The parents of the young man were sometimes more involved in the actual disputes surrounding the pregnancy than the couple themselves. In the case discussed above, Jacquin was far more vitriolic than her son Jean Baptiste. Indeed when Francoise Marechal invited the two extended families to her home to reach a resolution, Jacquin lost her temper so badly that no solution was reached. Jacquin told Anne "you are a whore and a thief, do you want to see me strike you?" and it was only the fact that her son physically restrained her that stopped her from carrying out the threat. This failed reconciliation or arrangement attempt happened in May, and the witnesses made no reference to Jean Baptiste participating in the insults and mistreatment of Anne.
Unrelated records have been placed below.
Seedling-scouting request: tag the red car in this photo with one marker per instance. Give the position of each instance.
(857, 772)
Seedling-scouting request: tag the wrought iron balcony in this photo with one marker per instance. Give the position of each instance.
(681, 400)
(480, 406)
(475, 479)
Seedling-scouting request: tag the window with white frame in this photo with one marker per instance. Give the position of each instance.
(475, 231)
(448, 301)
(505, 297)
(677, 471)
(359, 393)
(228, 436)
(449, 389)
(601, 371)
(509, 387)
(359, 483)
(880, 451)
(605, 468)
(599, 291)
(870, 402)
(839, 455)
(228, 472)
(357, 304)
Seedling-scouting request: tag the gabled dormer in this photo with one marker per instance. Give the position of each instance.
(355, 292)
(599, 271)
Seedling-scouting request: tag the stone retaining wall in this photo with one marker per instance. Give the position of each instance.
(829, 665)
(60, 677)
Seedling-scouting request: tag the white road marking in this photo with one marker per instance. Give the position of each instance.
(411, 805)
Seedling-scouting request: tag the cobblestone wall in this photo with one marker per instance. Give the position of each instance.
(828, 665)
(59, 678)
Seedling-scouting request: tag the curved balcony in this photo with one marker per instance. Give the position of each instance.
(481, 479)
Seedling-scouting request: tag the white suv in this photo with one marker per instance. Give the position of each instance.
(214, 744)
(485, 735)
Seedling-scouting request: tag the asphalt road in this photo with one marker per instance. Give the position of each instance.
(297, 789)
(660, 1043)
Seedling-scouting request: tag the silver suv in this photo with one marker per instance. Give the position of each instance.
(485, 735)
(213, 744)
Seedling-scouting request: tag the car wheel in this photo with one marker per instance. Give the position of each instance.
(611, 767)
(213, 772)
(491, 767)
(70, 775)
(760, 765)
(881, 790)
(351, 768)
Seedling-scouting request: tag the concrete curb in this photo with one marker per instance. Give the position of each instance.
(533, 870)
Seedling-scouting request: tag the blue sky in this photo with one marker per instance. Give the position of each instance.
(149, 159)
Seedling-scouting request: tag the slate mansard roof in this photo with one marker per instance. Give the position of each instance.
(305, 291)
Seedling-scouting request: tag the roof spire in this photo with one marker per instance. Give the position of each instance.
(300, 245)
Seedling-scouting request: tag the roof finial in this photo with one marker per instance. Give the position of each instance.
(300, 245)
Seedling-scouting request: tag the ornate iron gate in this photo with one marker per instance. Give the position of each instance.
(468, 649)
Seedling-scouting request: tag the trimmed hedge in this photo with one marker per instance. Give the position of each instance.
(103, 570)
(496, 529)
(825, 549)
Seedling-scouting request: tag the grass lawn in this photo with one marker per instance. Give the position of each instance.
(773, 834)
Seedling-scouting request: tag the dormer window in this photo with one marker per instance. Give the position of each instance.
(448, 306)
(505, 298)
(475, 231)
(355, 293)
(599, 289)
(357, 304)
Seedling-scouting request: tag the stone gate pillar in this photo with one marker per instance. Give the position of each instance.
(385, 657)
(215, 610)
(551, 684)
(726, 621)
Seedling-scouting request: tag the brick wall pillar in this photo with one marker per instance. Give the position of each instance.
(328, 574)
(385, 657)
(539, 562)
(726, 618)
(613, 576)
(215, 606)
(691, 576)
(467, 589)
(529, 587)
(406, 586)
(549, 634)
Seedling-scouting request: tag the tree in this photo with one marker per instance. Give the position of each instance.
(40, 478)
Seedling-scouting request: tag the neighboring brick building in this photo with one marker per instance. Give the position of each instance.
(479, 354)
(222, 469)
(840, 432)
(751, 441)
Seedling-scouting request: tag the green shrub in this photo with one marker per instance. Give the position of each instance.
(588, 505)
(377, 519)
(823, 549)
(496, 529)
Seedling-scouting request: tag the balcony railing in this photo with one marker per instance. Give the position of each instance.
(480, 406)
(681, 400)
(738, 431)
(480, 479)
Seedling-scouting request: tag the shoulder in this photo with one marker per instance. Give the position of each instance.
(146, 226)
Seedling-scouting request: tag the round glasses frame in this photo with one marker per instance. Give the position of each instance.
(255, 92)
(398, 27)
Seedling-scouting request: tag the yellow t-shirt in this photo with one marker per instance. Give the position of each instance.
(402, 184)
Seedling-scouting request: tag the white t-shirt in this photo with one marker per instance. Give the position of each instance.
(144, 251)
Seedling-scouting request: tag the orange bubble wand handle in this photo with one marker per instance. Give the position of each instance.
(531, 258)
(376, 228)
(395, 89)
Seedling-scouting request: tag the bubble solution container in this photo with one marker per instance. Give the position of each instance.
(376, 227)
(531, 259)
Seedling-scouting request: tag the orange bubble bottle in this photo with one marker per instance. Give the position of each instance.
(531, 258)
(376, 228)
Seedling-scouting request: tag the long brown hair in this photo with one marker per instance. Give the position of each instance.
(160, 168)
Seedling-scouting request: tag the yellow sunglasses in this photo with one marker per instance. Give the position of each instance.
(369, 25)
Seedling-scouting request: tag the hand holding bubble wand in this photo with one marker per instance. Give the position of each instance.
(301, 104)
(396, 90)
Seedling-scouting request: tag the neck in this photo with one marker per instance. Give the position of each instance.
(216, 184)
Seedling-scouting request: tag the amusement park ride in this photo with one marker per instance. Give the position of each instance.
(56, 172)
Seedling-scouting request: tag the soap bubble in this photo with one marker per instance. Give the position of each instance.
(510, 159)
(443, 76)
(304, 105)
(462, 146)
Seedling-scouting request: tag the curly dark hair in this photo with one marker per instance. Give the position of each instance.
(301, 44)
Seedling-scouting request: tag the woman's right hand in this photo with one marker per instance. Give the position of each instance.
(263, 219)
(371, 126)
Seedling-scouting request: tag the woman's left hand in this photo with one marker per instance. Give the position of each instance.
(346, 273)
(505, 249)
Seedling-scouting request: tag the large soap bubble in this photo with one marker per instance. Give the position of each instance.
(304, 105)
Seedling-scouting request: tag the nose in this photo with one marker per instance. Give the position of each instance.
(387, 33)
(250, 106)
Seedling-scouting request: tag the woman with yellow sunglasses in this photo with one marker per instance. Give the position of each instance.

But by late in August of the same year Jean Baptiste's position toward Anne seems to have come to resemble that of his mother. On the 18th or 19th of that month he came to Anne's window late at night to hurl insults at her, calling her a whore in five or six different ways. Anne's response that she had known nobody but him sexually, and only after his repeated promises to marry her, failed to placate his anger: "You wanted to have the youngest Viard, to feed the baby you are having, but you won't have him. I don't give a damn about you or it."

We can follow the transformation of the young father's attitude toward his ex-girlfriend and child in other cases as well. The judge of the village of Chamblanc heard a paternity dispute/breach of promise case between two young villagers. Witnesses called by the woman told of various statements made by Micherat, the man involved. One heard him say that he would marry Cottain (the pregnant woman) if she would only be patient, while several others testified that he had earlier promised at least to look after the child. By the time of the lawsuit, Micherat was maintaining that he was not the father and that he had never promised either to marry her or pay for the child's upkeep. One witness told the judge that Micherat had explained that his mother would not allow him to acknowledge the child. (26)

Part of the context for these paternity disputes/breach of promise cases was the ongoing struggle between three rival conceptions of marriage, overlaid by the issue of parental authority over their twenty-something children. The popular medieval model of marriage was that it was made by the combination of publicity and sexual consummation--two people known to live together were held to be married. From sources all over Europe, we know that this view of marriage persisted well into the eighteenth century among peasants and the poor. (27) There is no doubt that many of the women with illegitimate children who appear in the judicial and notarial records felt that the marriage proposal and its acceptance formed the most important part of the wedding process, regarding themselves as mostly married when the sexual act took place.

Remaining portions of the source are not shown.